Wanita itu tersenyum genit, sembari membelai wajah Bandot. Membuat Husin mual melihatnya, dia bersyukur anaknya tak seperti janda itu.

"Jadi ini ulahmu, dasar janda gatal. Kau tak bisa mendapatkan aku, lalu kau mengusir kami dari sini."

Mendengar ucapan menantunya. Husin baru paham kenapa wanita itu berkeras meminta mahar rumah ini, ternyata untuk balas dendam karena tak bisa memiliki Bram.

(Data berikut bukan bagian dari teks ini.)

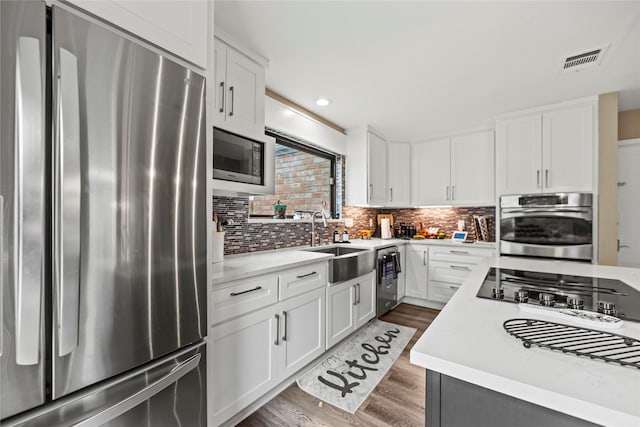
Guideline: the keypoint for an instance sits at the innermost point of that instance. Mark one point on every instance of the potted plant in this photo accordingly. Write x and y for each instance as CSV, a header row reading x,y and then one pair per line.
x,y
279,210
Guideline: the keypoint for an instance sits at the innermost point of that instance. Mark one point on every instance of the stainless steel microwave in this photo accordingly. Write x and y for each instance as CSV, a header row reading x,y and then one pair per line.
x,y
237,158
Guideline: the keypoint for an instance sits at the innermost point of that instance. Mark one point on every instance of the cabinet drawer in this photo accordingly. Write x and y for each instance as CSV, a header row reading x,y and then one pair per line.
x,y
302,279
441,292
464,255
449,272
244,296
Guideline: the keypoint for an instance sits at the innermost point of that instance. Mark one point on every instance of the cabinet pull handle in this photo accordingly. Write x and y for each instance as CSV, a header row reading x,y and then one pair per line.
x,y
284,316
222,90
302,276
235,294
546,177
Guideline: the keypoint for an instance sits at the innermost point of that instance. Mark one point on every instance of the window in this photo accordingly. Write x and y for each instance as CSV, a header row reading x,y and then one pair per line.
x,y
305,177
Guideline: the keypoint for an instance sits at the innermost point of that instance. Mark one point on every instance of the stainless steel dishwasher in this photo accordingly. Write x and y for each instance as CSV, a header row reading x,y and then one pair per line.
x,y
387,269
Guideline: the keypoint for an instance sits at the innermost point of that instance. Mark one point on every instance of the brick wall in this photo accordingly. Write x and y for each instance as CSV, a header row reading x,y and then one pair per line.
x,y
302,182
245,237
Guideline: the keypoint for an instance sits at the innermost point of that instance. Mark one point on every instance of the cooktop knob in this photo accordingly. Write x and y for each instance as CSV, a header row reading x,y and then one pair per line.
x,y
607,308
575,303
521,295
497,293
547,300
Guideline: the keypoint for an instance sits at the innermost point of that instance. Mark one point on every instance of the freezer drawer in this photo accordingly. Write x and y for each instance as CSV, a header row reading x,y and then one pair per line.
x,y
168,392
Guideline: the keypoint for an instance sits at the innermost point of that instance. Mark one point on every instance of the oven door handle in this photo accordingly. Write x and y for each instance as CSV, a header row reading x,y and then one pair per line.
x,y
577,214
545,210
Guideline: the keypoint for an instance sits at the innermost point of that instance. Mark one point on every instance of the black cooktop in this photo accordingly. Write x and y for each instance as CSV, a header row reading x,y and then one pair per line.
x,y
608,296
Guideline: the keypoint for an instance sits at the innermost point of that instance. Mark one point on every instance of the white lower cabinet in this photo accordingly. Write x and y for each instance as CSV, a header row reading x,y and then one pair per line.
x,y
448,267
245,362
301,331
417,271
350,305
257,349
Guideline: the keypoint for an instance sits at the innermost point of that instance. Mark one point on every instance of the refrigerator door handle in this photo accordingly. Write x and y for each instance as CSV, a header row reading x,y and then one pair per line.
x,y
67,204
28,208
2,269
143,395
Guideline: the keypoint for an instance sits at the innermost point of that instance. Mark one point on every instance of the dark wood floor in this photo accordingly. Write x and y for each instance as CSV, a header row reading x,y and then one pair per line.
x,y
398,400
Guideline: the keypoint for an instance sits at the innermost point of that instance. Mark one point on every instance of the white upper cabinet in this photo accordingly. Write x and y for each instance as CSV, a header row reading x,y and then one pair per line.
x,y
431,173
456,171
179,27
399,174
547,151
239,89
366,165
518,164
567,149
472,169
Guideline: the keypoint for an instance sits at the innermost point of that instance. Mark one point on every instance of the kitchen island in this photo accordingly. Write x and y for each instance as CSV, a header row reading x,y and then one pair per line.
x,y
467,352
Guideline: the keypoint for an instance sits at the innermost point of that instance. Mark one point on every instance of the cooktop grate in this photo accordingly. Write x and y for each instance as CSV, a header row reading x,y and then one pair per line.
x,y
576,340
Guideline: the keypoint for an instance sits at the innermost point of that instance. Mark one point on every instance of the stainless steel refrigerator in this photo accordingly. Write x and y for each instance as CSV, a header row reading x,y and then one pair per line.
x,y
103,243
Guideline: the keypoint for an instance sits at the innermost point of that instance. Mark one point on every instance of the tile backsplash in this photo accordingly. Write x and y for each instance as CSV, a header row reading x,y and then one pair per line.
x,y
243,236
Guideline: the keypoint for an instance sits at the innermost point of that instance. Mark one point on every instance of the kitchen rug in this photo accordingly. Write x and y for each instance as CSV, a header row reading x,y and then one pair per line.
x,y
347,376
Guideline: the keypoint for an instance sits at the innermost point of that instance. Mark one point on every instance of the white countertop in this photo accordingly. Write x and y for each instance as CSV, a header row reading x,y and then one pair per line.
x,y
467,341
242,266
449,242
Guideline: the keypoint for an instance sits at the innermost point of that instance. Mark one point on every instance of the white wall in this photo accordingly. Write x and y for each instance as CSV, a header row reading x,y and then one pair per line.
x,y
283,118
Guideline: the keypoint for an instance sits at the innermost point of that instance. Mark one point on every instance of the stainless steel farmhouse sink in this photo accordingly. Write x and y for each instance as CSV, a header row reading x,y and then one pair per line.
x,y
347,263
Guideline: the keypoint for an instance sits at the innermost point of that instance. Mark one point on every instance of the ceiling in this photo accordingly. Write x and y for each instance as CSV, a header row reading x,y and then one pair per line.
x,y
413,69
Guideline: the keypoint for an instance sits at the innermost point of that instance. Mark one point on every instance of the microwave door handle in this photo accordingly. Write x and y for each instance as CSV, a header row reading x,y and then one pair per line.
x,y
67,198
545,210
27,202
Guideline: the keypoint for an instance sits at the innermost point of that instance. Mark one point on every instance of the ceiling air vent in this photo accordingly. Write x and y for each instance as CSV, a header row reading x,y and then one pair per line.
x,y
585,59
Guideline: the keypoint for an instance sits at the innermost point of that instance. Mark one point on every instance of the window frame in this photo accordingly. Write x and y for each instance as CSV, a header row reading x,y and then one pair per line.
x,y
309,149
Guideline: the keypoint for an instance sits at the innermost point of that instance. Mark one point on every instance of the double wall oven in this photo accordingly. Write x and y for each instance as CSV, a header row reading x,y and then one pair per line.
x,y
558,225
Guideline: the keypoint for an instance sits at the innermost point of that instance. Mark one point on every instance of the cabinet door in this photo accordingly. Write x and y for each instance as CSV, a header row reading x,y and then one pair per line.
x,y
519,169
179,27
302,331
473,169
417,272
399,174
567,149
431,182
220,82
448,272
366,298
244,101
403,272
341,319
243,361
377,170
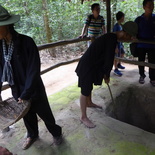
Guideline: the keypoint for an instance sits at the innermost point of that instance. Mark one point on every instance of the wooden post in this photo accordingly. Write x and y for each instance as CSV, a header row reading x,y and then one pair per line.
x,y
108,15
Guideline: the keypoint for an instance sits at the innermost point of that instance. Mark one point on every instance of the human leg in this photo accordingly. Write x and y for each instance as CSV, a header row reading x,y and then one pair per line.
x,y
86,85
91,104
141,58
151,59
84,119
45,113
116,70
122,52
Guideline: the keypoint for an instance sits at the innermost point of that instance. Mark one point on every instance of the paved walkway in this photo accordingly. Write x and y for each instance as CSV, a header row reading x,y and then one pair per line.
x,y
110,137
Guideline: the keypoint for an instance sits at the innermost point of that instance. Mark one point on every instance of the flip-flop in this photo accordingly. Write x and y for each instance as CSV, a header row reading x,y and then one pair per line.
x,y
87,124
28,142
94,106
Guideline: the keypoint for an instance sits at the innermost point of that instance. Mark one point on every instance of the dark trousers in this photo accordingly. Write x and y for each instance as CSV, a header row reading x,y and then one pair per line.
x,y
41,107
151,59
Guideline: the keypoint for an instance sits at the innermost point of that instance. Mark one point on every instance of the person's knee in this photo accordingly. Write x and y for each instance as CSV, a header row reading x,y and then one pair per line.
x,y
4,151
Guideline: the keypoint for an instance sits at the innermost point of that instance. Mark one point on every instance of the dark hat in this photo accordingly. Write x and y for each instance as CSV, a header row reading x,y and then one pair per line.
x,y
6,18
131,28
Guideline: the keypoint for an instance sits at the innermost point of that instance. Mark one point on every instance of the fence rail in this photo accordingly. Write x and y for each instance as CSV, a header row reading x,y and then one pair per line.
x,y
71,41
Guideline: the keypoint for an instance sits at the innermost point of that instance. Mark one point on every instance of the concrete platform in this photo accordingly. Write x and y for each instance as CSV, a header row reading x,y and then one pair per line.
x,y
110,137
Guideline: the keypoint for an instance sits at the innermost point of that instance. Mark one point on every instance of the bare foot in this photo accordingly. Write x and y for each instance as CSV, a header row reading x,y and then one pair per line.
x,y
92,105
88,123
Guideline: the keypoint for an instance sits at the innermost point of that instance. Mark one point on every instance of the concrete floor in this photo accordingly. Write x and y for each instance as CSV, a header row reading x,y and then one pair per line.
x,y
110,137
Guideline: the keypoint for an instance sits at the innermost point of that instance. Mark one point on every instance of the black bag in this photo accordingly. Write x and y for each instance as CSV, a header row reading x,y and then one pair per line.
x,y
133,49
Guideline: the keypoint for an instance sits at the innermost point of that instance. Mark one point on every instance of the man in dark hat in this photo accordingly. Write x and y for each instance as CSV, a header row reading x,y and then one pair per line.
x,y
20,67
96,64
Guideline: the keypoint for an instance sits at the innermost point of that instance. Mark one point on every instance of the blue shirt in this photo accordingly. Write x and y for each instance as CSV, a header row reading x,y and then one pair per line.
x,y
94,25
146,30
118,27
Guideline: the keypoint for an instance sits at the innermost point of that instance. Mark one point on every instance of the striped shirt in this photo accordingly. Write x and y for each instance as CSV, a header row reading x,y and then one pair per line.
x,y
94,25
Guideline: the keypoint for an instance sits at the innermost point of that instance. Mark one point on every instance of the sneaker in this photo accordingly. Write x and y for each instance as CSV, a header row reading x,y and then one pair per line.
x,y
117,72
141,80
120,66
153,83
58,140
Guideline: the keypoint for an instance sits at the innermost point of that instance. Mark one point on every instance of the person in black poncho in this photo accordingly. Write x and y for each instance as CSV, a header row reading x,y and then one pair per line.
x,y
96,65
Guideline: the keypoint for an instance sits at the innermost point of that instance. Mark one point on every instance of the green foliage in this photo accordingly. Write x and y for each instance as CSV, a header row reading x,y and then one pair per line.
x,y
65,18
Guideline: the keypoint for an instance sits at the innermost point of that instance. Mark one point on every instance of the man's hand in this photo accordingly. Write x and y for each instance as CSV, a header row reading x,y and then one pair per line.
x,y
20,100
4,151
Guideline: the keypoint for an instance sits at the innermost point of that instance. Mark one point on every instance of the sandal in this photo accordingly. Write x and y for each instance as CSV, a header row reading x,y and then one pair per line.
x,y
28,142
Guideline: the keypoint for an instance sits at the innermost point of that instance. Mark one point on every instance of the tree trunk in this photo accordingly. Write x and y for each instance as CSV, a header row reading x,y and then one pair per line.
x,y
108,16
48,30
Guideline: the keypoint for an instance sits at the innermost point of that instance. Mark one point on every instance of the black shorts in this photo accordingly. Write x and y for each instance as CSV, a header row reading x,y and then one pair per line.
x,y
120,52
86,85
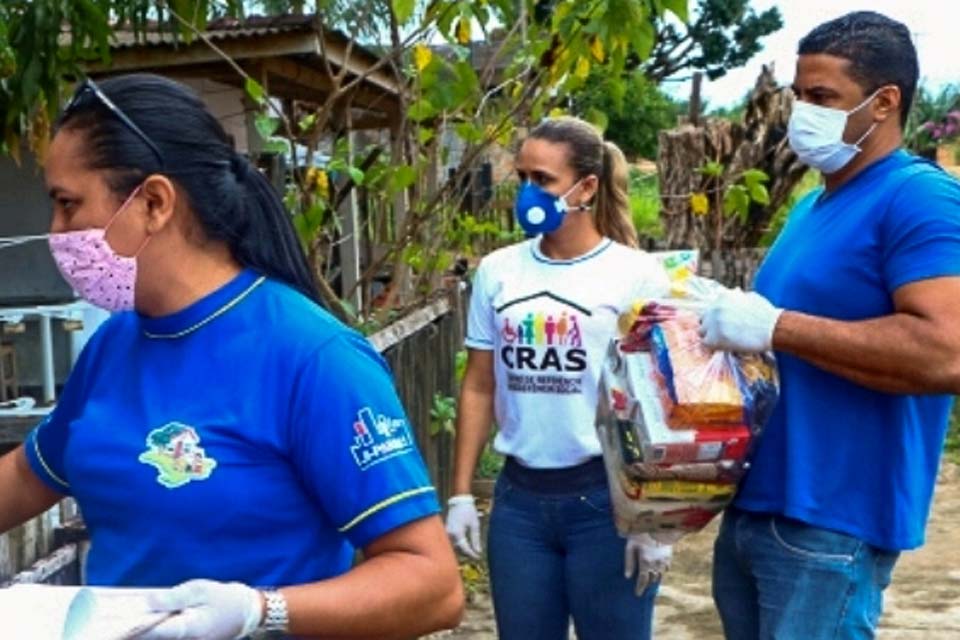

"Kalau begitu selamat menikmati rumah barumu. Aku rasa Amara tak akan keberatan kau membeli rumah ini, lagi pula dia tak akan kembali kemari setelah menceraikan suaminya." Bram terkejut mendengar ucapan mertuanya. Dia segera mengejar pria itu untuk meminta ampun, namun sebuah tendangan membuatnya terkapar di bawah kaki ibunya.

"Aku sudah bersabar dari tadi, tapi kau semakin bertingkah Bram. Sepertinya ini satu-satunya cara, untuk menghentikan kebodohanmu. Mulai sekarang diam dan tunggu surat cerai dari Amara, kalau punya uang silahkan cari pengacara untuk melawan, kalau tidak punya uang lebih baik kau pasrah saja."

Husin tersenyum, dia bahkan meludah ke tanah. Seakan jijik melihat pria yang menikahi anaknya, keluarga Bram tak ada yang bicara mereka seperti takut untuk melawan.

****

"Mau apa kau kemari, Bram? Bukankah kita sudah tak ada hubungan keluarga lagi. Apalagi sejak kau tak perduli meski istrimu pergi, aku akan mengurus perceraian kalian." Husin dan istrinya menatap Bram yang datang bersama ibunya. Kedua orang itu sampai, tepat di saat Husin dan istrinya akan pergi.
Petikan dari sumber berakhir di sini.